Tanto o emprego da música clássica quanto a cor dos figurinos dos rapazes remetem a um outro filme com a mesma temática, “A Clockwork Orange”, dirigido por Stanley Kubrick. Em ambos, o espectador é levado a pensar sobre e questionar a banalização da violência. Mas, apesar disso, fica a impressão de que o intuito de Haneke é, na verdade, exibir sua capacidade de manipular a audiência. Independente de qual seja sua intenção, é um filme impactante. Causa desconforto suficiente em quem assiste, a ponto de querer, ou melhor, ter necessidade de comentar o que foi visto. Sob esse ângulo, a obra atinge plenamente o objetivo de impressionar o espectador.
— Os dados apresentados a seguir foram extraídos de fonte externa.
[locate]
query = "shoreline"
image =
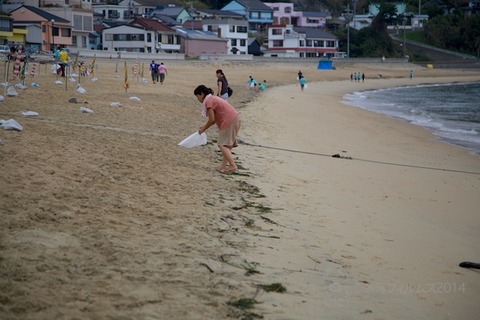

E isso não é pouca coisa.

3 Comments

  1. Muito bom, como de costume, e concordo com as semelhanças com Laranja Mecânica, há um filme de horror, não lembro o nome agora, que aborda a mesma temática, casal chega a uma casa em um subúrbio americano e se torna alvo de uma situação semelhante, neste caso há uma suspeita de algo sobrenatural em ação.